2. A pharmaceutical aerosol composition according to claim 1, characterized in that insulin is used as the active substance.

3. A pharmaceutical aerosol composition according to claim 2, characterized in that the insulin is used in a concentration of 25-60 mg/ml.

4. A pharmaceutical aerosol composition according to claim 2, characterized in that the insulin is used in a concentration of more than 30 mg/ml.

5. A pharmaceutical aerosol composition according to claim 2, characterized in that the insulin is used in a concentration of 30-60 mg/ml.

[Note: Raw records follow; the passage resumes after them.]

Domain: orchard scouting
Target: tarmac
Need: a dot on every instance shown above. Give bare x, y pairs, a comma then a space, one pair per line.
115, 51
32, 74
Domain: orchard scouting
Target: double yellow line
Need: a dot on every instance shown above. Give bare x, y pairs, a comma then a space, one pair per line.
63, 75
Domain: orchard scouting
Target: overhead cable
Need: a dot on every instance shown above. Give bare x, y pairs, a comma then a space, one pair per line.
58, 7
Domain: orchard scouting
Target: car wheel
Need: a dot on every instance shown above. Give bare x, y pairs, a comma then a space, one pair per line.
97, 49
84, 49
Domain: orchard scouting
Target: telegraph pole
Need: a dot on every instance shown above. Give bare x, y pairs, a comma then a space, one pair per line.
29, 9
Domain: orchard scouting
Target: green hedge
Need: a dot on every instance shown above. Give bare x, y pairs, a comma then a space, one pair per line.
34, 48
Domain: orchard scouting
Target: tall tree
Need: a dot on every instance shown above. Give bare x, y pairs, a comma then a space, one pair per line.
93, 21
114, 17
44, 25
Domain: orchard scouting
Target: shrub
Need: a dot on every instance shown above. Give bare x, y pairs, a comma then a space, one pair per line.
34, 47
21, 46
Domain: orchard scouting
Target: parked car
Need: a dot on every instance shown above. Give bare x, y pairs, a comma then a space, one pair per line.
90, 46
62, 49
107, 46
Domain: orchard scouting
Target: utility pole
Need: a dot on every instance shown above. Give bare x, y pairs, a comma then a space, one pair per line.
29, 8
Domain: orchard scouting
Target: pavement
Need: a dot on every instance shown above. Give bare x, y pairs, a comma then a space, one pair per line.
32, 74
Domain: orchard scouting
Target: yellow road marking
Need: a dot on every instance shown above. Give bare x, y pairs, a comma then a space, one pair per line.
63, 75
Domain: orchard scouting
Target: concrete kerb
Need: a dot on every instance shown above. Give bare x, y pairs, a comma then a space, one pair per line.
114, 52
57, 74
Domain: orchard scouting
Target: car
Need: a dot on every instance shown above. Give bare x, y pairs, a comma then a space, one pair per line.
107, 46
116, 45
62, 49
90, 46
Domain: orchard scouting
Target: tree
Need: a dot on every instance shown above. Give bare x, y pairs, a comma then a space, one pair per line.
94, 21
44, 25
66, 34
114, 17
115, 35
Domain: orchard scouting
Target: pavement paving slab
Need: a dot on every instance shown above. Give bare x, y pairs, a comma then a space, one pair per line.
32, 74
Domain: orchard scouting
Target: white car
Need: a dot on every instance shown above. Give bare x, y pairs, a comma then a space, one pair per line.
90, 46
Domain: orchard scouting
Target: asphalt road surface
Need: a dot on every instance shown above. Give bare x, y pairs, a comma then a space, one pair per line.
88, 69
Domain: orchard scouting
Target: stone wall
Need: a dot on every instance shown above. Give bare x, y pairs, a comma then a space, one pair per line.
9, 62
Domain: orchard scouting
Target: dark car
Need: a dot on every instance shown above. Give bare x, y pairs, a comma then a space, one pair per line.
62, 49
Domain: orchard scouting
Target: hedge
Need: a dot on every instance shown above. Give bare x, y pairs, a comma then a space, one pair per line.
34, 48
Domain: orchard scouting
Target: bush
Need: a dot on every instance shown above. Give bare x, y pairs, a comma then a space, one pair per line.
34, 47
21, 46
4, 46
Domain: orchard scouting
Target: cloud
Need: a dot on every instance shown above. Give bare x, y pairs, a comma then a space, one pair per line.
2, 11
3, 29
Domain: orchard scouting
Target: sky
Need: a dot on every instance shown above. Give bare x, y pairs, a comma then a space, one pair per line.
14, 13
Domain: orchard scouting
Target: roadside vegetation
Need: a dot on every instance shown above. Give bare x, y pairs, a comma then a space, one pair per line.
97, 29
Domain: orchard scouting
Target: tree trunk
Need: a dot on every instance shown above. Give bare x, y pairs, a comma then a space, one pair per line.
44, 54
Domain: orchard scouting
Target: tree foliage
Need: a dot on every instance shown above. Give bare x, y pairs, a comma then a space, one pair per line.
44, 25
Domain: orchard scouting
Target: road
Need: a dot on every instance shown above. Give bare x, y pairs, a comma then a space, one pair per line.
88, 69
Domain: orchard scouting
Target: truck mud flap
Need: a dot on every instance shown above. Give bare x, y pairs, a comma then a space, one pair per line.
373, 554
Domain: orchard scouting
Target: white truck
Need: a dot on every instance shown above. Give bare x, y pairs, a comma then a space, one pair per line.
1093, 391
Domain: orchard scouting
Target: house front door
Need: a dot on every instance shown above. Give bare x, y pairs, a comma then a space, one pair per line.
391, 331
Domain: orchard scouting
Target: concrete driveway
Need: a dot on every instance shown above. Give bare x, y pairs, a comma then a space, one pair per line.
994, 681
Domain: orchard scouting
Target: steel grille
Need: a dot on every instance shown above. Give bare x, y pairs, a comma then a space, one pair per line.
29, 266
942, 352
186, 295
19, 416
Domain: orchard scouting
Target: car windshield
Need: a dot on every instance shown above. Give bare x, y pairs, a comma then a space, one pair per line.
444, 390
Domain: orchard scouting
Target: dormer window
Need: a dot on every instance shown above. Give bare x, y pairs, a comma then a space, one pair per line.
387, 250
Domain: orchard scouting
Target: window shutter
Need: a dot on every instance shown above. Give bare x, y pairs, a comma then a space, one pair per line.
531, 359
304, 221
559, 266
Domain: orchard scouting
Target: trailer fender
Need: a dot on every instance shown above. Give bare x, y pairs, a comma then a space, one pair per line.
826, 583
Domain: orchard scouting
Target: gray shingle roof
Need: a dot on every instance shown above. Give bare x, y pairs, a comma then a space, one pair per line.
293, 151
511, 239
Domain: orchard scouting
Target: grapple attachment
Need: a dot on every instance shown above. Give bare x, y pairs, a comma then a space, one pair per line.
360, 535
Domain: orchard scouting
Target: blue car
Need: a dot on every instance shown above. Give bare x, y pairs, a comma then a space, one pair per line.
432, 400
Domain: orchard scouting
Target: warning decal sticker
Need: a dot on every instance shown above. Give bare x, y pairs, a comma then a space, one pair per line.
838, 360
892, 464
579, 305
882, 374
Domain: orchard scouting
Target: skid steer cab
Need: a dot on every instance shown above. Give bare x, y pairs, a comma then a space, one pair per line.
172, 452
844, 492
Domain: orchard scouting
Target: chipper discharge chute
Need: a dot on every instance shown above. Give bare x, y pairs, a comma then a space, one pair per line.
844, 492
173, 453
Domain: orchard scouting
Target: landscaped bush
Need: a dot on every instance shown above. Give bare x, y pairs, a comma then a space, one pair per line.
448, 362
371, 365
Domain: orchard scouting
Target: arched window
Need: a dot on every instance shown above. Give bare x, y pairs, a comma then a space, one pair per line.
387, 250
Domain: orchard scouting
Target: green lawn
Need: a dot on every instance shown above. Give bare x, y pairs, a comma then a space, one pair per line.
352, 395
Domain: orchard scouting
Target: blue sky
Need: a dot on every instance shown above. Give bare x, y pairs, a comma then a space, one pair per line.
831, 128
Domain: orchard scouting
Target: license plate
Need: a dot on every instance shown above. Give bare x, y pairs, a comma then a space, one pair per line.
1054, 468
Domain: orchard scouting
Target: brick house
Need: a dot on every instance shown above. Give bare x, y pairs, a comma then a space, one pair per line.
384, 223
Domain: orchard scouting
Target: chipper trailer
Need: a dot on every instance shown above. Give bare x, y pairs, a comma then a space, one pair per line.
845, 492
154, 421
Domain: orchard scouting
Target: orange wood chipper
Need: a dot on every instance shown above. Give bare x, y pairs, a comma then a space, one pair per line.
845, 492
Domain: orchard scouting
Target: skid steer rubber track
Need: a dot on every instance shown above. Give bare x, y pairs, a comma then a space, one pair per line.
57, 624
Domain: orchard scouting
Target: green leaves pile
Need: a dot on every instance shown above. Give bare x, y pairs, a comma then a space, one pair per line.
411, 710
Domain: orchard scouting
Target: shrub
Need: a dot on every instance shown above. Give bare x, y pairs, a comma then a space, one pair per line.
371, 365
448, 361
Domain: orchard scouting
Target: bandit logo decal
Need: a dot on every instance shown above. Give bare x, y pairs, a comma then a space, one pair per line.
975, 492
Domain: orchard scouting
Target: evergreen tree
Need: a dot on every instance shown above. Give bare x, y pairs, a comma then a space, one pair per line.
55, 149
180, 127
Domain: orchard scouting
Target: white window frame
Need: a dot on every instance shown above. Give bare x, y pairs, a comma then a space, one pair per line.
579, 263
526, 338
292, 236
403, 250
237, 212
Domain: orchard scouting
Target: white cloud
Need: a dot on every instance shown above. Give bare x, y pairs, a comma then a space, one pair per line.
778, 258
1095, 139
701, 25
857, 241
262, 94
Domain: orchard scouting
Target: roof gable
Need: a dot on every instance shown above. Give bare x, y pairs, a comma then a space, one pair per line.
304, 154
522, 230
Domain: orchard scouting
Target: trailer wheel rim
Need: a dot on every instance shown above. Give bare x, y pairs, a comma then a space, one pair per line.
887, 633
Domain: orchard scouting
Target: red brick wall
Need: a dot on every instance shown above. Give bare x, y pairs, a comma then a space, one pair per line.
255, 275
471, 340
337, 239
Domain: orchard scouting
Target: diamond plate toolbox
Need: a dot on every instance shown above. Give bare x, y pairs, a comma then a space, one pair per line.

6. A pharmaceutical aerosol composition according to claim 2, characterized in that the insulin is used in a concentration of 33-40 mg/ml.

7. A pharmaceutical aerosol composition according to claim 1, characterized in that superoxide dismutase is used as the active substance.

8. A pharmaceutical aerosol composition according to claim 1, characterized in that interferon is used as the active substance.

9. A pharmaceutical aerosol composition according to claim 1, characterized in that interferon omega is used as the active substance.

10. A pharmaceutical aerosol composition according to any of claims 1 to 9, characterised in that it contains one or more adjuvants.

11. A pharmaceutical aerosol composition according to claim 10, characterized in that the auxiliary agents are selected from surface-active substances, surfactants, emulsifiers, stabilizers, penetration enhancers and/or preservatives.

12. A pharmaceutical aerosol composition according to claim 1, characterized in that the viscosity of the aerosol formulation is 0-1600 x 10 at 25 ℃ as measured with an Ostwald viscometer^-6Pa·s。

13. A pharmaceutical aerosol composition according to claim 1, characterized in that the viscosity of the aerosol solution is measured with an Ostwald viscometer at 25 ℃ at 900 x 10^-6And 1600X 10^-6Viscosity between Pa · s.

14. A pharmaceutical aerosol composition according to claim 1, characterized in that the viscosity of the aerosol solution is 900 x 10 at 25 ℃ as measured with an Ostwald viscometer^-6～1100×10^-6Pa·s。

15. A pharmaceutical aerosol composition according to claim 1, characterized in that the viscosity of the aerosol formulation is 950 x 10 at 25 ℃ as measured with an Ostwald viscometer^-6And 1300 x 10^-6Viscosity between Pa · s.

16. Pharmaceutical aerosol composition according to one of claims 12 or 14, characterized in that superoxide dismutase is used as active substance.

17. A pharmaceutical aerosol composition according to either of claims 12 or 14, characterised in that the active substance is an interferon.

18. A pharmaceutical aerosol composition according to either of claims 12 or 14, characterised in that the active substance is interferon omega.

19. A pharmaceutical aerosol composition according to either of claims 12 or 14, characterised in that the active substance is insulin.

20. A method of aerosol production for the administration by inhalation of a pharmaceutical aerosol composition according to any one of claims 1 to 19, characterized in that a single dose of a therapeutically effective amount of the aerosol formulation is metered and ejected from a metering chamber through at least one nozzle having a hydraulic diameter of 1 to 12 μm at a high pressure of between 100 and 500 bar in a propellant-free nebulizer to form inhalable droplets having a mean particle size of less than 10 μm.

21. A method according to claim 20, characterized in that the preparation is sprayed over a period of 1-2 seconds.

22. A method according to claim 20 or 21, characterized in that the effective amount is 10 to 20 μ l in a single dose.

23. A method according to claim 20 or 21, wherein the nebuliser has 2 nozzles, the nozzles being oriented such that the two jets converge to atomise the aerosol formulation.

24. A method of aerosolizing a pharmaceutical aerosol composition of claim 1 for the treatment of diabetes to form an aerosol suitable for inhalation, the aerosol comprising insulin as the active agent, wherein, in a single use, 10-50 μ l of a solution comprising 25-60mg/ml insulin is sprayed using a nebulizer to form inhalation droplets.

25. The method of claim 24, wherein 10 to 20 μ l of the solution containing 30 to 40mg/ml of insulin is inhaled.

26. Use of a pharmaceutical aerosol composition according to any of claims 2 to 8 in the manufacture of an aerosol medicament having a mean particle size of less than 10 μm.